Dopo aver guidato le mie dita inghiottite in te con un ritmo più rapido e più deciso, all’improvviso ti mettesti a tremare, sospirasti, e subito dopo allontanasti la mia mano dandomi un colpetto sul polso. Lasciasti ricadere il vestito, tirasti indietro le mie coperte, poi ti inginocchiasti e mi prendesti in bocca, succhiando e muovendo la testa, con i tuoi capelli che mi facevano il solletico alle cosce.
Mi limitai a guardare. Forse fu semplicemente quella sorpresa, forse — più probabile — il fatto che ero ancora troppo piccolo. In ogni caso, non ci fu, in quella prima prova, nessuna culminante esplosione di tripudio né alcuna emissione nel tempo che avemmo a disposizione. Il solletico, il movimento della testa, il succhiare andarono avanti per un po’, finché il domestico, sempre più nervoso per la paura di essere scoperto, bussò alla porta e la aprì appena per sussurrare un ammonimento. Lasciandolo cadere dalla bocca come uno scintillante lecca lecca, baciasti il mio roseo gonfiore, poi lo copristi e ti allontanasti con calma eleganza; la porta si aprì e si richiuse per te e rimasi solo.
O non del tutto: arrotolai di nuovo le coperte per osservare il mio nuovo amico, che ormai mi stava lentamente abbandonando.

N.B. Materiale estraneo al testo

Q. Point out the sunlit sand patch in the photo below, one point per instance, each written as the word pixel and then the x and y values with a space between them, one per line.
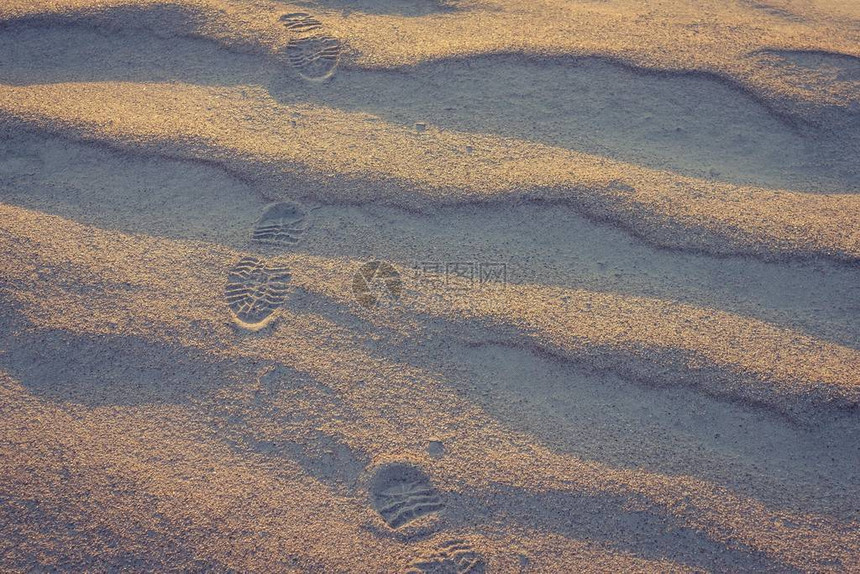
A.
pixel 255 291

Lo toccai a titolo sperimentale mentre mi annusavo lo strano aroma sulle dita, ma la mia virilità se ne andò di sua iniziativa, e non l’avrei più rivista appieno fino al giorno in cui il vento e la pioggia mi tesero un’imboscata nei boschi fangosi.
Tu, mia cara, non avresti rivisto lo spettro che avevi risvegliato fino al nostro convegno sul tetto del castello, dieci anni dopo, in una notte tiepida, sopra la festa.